La pandemia ci ha fatto precipitare in un difficile momento esistenziale. Lei, in quanto artista, come lo sta vivendo?
«L’artista assorbe, anche suo malgrado, il clima che lo circonda. È chiaro che il Covid ci stia attraversando in ogni senso, però è anche vero che i film si sono sempre fatti, così come gli spettacoli teatrali, anche in Italia durante il fascismo, anche in Iraq, in Siria, la gente si adatta a tutto, prevale sempre la ricerca dello star bene, cinema e teatro sono una modalità di rimanere vivi. Il Covid ci riguarda tutti, ma ci sono altri drammi, come quello dei migranti che continuano a morire in mare, che non si sono mai fermati. Noi occidentali, abituati a vivere in modo più “riparato”, potremo, forse, imparare a occuparci di più delle cose che ci accadono intorno, a sentire meglio il dolore degli altri. Insomma, questa potrebbe essere una lezione per tutti»
Su «America Latina» si è scatenata una polemica su Instagram, poi dilagata ovunque, lei che rapporto ha con i social?

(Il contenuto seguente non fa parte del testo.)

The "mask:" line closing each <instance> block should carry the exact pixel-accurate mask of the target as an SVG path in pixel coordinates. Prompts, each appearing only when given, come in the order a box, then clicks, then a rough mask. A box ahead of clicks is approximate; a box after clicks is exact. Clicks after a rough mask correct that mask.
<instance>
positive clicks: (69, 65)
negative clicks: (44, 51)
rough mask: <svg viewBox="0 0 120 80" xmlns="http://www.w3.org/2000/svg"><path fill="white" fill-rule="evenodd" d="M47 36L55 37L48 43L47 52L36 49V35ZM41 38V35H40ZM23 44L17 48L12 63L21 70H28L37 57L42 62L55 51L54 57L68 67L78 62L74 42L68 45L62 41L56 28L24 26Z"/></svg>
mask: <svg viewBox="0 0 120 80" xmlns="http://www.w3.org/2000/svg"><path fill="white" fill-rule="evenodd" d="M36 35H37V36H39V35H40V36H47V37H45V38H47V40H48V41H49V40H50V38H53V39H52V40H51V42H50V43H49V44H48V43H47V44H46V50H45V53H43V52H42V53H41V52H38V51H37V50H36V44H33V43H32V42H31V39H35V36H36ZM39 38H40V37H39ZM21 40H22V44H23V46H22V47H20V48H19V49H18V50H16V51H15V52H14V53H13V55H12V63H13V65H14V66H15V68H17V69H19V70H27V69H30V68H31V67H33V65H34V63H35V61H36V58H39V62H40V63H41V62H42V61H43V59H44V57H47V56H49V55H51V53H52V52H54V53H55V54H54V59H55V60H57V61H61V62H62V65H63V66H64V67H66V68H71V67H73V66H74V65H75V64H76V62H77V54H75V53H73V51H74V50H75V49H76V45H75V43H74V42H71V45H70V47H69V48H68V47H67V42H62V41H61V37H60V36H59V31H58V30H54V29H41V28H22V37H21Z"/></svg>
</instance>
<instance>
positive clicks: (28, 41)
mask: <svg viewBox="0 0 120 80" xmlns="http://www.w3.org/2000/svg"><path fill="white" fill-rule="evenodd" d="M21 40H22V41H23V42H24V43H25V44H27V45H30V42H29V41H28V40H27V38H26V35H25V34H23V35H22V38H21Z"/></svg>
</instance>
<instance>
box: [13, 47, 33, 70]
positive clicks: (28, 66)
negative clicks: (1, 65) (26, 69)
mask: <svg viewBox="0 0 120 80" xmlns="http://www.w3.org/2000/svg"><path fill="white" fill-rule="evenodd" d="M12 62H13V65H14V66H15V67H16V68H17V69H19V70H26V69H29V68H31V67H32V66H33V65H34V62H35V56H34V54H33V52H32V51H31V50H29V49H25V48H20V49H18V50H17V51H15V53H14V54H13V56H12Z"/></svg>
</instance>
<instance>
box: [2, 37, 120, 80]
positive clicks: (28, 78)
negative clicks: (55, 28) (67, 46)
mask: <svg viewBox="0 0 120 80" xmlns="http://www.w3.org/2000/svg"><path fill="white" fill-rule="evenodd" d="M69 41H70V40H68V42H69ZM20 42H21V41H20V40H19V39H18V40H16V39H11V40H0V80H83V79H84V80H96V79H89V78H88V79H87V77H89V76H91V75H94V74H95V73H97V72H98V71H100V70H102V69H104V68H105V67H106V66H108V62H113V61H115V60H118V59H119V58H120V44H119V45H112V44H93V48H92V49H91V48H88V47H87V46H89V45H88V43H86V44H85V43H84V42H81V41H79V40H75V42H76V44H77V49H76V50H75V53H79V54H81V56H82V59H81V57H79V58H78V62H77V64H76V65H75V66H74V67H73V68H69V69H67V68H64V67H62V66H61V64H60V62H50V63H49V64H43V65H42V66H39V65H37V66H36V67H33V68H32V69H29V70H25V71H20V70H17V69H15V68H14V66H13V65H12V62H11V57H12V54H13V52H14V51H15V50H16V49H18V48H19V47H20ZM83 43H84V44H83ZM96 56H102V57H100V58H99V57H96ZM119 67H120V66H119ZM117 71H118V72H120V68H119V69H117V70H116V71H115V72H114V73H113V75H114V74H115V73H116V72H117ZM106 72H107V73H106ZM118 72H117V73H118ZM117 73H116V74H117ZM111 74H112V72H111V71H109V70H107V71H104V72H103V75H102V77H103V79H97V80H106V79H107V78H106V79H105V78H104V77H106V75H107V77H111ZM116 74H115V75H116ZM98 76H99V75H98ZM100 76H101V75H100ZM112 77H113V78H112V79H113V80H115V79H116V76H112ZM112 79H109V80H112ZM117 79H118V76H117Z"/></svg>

“Mi fanno paura, non ne ho mai avuto uno, cerco di ricordarmi che il vero momento “social” è quello che sta fuori la porta di casa, che i rapporti si devono avere con le persone in carne ed ossa, con tutte le difficoltà che questo comporta. Sono molto spaventato dai social, so che lo strano sono io e lungi da me criticare chi li usa come strumento utile. Mi inquieta, però, sapere che i social siano, in realtà, multinazionali molto potenti, gestite da privati. Mi fa impressione vedere un Capo di Stato che si esprime attraverso di loro, e mi colpisce il fatto che siamo tutti pronti a consegnare ai social i nostri dati, i nostri segreti, i nostri codici, e poi abbiamo paura dello straniero che non ha nulla e che vive nei cartoni sotto casa nostra.”